Chinesen sind eben doch nur Zocker

Die Ereignisse an Chinas Börsen in den vergangenen Tagen sollten einen aufhorchen lassen. Da China zum wirtschaftlichen Weltenretter auserkoren ist, könnten Konjunkturoptimisten angesichts des Kursrutsches des Shanghai Composite weiche Knie bekommen – 17 Prozent in zehn Tagen. Doch ist es alles letztendlich mal wieder nur eine Frage der Realtionen. Seit November letzten Jahres hat sich der chinesische Börsenindex glatt verdoppelt. Was macht da schon eine leichte Korrektur um 17 Prozent? Allen voran mit deutlichem Abstand war es hier der Immobiliensektor der die Kurse befeuerte. Mit einer doppelt so guten Performance wir die anderen Sektorenliegen Immobilieninvestments im Land der aufgehenden Sonne  ganz vorne.

Es hat schon etwas leicht perverses, während der Rest der Welt unter der Immobilienkrise in Amerika, England und anderen europäischen Staaten leidet sind es genau diese Immobilien die in Shanghai den Börsen zu einem nie dagewesenen Höhenflug verhelfen. Es erinnert ein wenig an den Neuen Markt als das breite Volk der Anleger die lukrative Anlage in Aktien entdeckt hat und jeder nur dabei sein wollt – ja musste! Diese Entwicklung hat als eine Art selbst erfüllende Prophezeiung dann die Aktienkurse in immer neue Höhen getrieben. Was am Ende passiert ist wissen wir ja alle…
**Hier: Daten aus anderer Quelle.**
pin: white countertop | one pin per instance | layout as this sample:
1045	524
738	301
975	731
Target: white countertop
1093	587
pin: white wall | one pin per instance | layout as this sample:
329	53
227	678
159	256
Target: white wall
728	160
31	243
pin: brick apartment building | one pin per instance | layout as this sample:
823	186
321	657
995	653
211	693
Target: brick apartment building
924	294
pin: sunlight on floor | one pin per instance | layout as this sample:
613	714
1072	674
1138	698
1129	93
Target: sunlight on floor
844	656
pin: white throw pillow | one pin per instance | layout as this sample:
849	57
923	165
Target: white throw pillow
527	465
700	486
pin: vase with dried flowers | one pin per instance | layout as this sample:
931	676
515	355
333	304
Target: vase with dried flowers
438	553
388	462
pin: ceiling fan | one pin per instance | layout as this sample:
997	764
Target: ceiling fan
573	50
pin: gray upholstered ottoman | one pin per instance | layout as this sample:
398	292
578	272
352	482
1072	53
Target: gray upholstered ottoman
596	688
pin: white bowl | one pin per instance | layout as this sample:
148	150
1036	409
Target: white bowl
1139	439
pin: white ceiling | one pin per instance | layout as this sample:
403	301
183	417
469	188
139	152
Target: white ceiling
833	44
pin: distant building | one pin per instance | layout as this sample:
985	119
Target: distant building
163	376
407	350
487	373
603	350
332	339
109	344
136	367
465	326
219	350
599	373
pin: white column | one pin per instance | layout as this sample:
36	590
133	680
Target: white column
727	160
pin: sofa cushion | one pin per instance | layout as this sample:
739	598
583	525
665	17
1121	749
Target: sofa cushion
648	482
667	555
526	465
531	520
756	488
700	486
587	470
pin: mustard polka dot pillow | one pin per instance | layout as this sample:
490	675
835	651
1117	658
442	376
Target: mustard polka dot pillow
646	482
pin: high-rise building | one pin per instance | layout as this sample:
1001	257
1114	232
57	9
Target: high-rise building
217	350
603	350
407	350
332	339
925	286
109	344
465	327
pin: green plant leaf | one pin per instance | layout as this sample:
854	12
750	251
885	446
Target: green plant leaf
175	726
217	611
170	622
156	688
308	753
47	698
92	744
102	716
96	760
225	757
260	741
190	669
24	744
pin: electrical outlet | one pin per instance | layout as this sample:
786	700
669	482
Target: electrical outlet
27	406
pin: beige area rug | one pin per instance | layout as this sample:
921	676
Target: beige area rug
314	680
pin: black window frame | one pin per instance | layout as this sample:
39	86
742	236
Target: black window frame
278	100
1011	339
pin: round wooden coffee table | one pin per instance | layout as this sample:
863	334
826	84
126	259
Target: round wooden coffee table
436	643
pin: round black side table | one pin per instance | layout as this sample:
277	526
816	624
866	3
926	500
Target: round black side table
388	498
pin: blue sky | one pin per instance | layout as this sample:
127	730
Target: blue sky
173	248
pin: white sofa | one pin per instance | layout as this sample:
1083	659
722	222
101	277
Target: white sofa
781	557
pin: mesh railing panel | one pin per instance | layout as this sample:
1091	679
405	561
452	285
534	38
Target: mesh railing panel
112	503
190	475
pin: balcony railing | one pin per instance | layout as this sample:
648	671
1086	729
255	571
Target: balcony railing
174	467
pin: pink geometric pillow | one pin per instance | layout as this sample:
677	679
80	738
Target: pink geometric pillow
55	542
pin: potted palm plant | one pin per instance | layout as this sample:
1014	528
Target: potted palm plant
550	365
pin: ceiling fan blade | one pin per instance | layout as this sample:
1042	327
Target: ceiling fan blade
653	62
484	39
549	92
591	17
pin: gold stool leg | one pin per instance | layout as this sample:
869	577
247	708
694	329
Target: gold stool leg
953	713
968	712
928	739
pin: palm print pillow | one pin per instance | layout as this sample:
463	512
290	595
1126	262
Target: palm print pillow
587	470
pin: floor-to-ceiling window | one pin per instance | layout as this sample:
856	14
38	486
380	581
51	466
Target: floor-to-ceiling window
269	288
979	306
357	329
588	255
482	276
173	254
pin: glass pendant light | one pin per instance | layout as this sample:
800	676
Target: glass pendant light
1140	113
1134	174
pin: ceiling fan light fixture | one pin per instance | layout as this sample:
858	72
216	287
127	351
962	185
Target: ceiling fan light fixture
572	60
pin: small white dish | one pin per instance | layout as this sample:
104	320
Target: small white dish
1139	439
So darf die aktuelle Situation dem kritischen Beobachter durchaus Angst machen. Wie immer wenn ein Land ein Sektor oder eine einzelne Aktie aus der Reihe tanzt ist es so sicher wie das Amen im Gebet das dieser Zustand früher oder später korrigiert wird. Jüngste Beispiele wie Dubai haben dies mal wieder eindrucksvoll bewiesen. Andre Kostolani sagte bereits das die Börse wie ein Hund ist der mal voraus läuft, und mal hinterher trottet, aber letztendlich kommt er immer wieder zu seinem Herrchen zurück. Wie recht er damit hatte kann man fast täglich irgendwo auf dieser Welt beobachten.

Der wirklich besorgniserregende Faktor bei der Chinarally ist aber das die Chinesen schon seit jeher als Volk der Zocker bekannt waren. Nicht umsonst eröffnen alle Spielkasinogrößen gerade Dependancen in Macao. Ebenso wie der Umstand, dass in den vier Wochen bis Anfang August mit 2,4 Millionen so viele private Wertpapierkonten eröffnet wurden wie seit Ende 2007 nicht mehr. Das schlägt sich auch im Handelsvolumen nieder. Im Juli wurden rund ein Drittel mehr Aktien gehandelt als in den bisherigen Rekordmonaten Mitte 2007. Und neue Aktien aus Börsengängen laufen wie in vergangenen Hype-Tagen, eine Verdopplung am ersten Handelstag gehört sich wieder.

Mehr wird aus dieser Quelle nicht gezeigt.